Monday, March 06, 2006

The Champion of Hong Kong's Freedom

Thanks to Leif Smith and the Explorers' Foundation for this:

"The Champion of Hong Kong's Freedom", by Christian Wignall
Sir John Cowperthwaite, Hong Kong, 1941 to 1971

A talk given at Free Exchange, November 15, 2003. Presented here as unfinished notes, courtesy of the author, Christian Wignall, March 3, 2006.

The psychology of the Chinese in the post war decades was that Hong Kong was a port in a storm, a (hopefully) temporary refuge. They did not feel themselves to be citizens, with a stake in Hong Kong's future. They felt only too lucky to be let in at all. Only with the passage of time has the sense of belonging and with it the pressure for democratic representation emerged.

Because government officials were appointed, not elected, they had no temptation to court short term popularity with bread and circuses, they took the long view. Because government officials were not elected but appointed it was possible for some quite unlikely types of people to rise to positions of great authority. It was in this manner that someone with ardently libertarian beliefs came to be one of the most powerful people in the government in the nineteen-sixties. His name was John James Cowperthwaite.

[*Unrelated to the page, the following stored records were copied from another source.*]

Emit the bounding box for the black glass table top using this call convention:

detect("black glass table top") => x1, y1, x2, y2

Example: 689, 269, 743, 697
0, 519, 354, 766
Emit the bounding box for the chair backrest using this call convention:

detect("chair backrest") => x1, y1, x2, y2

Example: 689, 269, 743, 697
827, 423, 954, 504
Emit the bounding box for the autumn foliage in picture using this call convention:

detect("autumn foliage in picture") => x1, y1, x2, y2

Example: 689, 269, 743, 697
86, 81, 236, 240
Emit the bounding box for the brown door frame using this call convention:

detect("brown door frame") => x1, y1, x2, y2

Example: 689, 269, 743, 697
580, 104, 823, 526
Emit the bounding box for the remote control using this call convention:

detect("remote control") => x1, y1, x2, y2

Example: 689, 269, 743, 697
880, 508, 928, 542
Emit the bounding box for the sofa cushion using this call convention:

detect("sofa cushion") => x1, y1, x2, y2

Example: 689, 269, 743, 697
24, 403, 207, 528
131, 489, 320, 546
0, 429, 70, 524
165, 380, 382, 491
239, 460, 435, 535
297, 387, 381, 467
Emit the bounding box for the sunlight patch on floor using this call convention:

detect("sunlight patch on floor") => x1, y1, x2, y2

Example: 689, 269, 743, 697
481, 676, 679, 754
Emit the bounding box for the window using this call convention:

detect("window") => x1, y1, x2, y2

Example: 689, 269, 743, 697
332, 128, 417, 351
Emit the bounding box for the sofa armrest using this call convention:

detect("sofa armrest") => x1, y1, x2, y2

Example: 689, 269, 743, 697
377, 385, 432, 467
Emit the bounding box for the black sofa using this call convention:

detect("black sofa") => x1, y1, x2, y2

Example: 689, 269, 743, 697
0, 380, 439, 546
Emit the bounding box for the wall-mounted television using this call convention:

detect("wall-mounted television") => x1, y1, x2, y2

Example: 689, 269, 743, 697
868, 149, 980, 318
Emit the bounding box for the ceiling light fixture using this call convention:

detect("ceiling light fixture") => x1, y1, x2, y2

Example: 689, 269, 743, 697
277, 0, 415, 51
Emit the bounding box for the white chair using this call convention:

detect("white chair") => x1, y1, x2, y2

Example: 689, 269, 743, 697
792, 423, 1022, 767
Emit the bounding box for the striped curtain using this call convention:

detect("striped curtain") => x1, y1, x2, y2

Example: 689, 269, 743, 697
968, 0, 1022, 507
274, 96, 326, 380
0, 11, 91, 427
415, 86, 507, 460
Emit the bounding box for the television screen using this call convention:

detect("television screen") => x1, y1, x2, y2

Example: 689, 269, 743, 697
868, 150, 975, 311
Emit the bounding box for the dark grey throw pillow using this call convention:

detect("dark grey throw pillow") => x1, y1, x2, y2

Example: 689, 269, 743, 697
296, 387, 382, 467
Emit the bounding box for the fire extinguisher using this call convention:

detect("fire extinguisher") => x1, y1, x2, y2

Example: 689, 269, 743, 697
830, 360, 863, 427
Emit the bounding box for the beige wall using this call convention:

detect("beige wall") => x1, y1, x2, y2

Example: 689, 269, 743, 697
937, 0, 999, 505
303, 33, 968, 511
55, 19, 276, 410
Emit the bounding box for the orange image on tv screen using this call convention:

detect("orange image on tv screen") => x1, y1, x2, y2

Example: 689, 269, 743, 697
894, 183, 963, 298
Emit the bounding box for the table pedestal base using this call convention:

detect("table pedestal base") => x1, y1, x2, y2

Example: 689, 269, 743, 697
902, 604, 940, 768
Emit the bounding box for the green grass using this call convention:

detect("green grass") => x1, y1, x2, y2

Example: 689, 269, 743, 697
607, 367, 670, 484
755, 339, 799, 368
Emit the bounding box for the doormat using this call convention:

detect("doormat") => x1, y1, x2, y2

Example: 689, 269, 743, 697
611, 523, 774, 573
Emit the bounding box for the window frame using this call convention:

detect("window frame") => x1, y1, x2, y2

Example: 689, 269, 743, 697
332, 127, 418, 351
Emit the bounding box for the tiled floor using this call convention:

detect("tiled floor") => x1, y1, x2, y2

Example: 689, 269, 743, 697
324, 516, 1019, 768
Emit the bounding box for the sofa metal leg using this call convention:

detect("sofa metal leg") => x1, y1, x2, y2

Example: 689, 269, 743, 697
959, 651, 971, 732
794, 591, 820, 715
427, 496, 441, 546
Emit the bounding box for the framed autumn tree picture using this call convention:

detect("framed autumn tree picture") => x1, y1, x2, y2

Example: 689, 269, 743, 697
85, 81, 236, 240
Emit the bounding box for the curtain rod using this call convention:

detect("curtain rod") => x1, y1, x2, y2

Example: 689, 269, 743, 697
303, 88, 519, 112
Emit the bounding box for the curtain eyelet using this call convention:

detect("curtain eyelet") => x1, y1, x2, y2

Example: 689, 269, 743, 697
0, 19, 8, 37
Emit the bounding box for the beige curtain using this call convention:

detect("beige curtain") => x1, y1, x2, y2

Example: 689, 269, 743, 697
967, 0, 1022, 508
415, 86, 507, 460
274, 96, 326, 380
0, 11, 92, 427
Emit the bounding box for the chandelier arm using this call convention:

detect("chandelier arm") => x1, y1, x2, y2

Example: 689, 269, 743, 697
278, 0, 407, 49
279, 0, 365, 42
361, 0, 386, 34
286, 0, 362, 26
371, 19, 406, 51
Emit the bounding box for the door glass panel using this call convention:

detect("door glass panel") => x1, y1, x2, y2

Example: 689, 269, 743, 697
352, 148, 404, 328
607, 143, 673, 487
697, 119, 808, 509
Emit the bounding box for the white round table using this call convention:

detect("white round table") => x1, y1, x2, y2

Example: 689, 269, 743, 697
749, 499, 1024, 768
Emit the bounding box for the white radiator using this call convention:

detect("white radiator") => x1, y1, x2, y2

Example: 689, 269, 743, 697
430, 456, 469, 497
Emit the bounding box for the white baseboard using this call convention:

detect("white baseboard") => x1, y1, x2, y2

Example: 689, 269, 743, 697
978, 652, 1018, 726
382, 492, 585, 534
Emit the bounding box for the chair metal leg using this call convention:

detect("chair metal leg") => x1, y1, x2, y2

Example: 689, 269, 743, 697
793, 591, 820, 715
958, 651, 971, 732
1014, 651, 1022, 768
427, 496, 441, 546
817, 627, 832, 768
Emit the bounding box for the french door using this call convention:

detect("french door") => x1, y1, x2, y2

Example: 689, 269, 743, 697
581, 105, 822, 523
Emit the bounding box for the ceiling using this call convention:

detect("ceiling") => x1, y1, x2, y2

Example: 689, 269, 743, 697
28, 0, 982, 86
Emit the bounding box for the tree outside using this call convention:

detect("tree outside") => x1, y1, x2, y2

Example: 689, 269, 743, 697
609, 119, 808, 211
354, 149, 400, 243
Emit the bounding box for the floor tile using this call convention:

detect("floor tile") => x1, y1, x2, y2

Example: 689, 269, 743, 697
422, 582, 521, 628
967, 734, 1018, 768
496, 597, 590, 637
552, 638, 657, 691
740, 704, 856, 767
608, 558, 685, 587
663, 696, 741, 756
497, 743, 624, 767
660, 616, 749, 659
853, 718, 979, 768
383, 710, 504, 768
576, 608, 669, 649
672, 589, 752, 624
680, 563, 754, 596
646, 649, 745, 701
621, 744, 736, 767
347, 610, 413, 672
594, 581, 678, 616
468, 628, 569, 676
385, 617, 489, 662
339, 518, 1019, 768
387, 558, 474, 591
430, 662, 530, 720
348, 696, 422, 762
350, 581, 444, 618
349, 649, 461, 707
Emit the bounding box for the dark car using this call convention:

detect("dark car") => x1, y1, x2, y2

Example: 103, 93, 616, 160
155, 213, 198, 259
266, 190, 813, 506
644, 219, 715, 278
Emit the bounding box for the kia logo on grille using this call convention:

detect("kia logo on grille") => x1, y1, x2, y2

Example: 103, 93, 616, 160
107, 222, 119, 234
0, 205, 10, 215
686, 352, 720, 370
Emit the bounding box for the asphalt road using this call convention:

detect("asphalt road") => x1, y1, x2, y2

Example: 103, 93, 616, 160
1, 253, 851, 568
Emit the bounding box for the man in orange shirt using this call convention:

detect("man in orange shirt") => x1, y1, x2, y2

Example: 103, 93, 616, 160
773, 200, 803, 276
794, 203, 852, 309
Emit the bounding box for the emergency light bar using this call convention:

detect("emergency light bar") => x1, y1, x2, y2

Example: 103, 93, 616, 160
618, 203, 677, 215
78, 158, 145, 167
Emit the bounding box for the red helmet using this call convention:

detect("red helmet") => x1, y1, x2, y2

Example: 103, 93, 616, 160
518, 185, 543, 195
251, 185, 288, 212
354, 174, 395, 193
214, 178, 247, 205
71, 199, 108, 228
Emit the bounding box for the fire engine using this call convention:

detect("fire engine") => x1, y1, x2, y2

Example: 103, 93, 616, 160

... Yeung Way Hong, publisher of Hong Kong's most popular Chinese language magazine, "Next," has suggested erecting an heroic-scale statue of John Cowperthwaite.

'I am absolutely certain that his personality and upbringing are responsible for Hong Kong's prosperity.' was the verdict of one observer.

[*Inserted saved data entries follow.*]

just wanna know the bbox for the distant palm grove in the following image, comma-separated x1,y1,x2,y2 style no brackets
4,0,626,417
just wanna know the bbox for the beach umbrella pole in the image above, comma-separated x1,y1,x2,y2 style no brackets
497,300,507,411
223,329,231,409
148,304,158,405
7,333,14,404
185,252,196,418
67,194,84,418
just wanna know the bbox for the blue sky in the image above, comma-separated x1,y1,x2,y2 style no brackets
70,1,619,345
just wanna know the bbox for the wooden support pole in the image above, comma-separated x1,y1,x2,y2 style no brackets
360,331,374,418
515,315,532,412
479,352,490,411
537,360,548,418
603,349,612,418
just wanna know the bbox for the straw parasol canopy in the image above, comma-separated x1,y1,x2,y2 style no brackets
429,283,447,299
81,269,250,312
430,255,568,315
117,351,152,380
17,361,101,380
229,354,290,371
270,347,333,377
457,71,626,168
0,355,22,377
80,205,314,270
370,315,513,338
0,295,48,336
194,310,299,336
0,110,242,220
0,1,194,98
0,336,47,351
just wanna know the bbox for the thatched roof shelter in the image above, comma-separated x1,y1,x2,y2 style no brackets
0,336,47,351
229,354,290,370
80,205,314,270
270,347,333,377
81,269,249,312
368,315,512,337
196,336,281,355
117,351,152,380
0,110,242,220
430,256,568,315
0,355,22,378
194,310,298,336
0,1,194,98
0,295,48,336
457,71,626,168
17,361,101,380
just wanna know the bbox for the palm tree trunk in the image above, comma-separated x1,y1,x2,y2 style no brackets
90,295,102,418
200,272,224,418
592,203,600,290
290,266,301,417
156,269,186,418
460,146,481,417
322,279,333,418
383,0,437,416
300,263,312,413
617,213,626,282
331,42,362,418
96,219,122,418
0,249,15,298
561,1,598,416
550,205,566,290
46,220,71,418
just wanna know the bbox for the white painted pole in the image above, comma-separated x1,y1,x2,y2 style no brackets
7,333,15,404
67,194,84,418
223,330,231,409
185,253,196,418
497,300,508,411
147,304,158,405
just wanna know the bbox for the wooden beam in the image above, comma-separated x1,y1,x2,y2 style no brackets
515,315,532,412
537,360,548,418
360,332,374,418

Professor Alvin Rabushka, described Cowperthwaite thus: "[He was] brilliant, well-trained in economics, suffered no fools, and was highly principled. He wouldn't have lasted five minutes in a similar post in Britain, since he was not predisposed to compromise any of his principles - only the constitutional structure of Hong Kong allowed him that power."

And what exactly were those principles? Again, I quote: "True to the ethics of Scottish Protestantism, he hates to spend money - especially if it belongs to someone else (like the taxpayer). For example, he never spent any money on the upgrade of his official residence in HK. Though he had a budget to do so, he refused. His successor turned [the official residence] into a palace, because - as he said to Sir John -, 'he believed in luxury'. Sir John did not. For him his job was a duty, not a ticket to luxury and riches. So there we have it: 'true to the ethics of Scottish Protestantism'. This man was a philosophical son of another Scotsman, Adam Smith."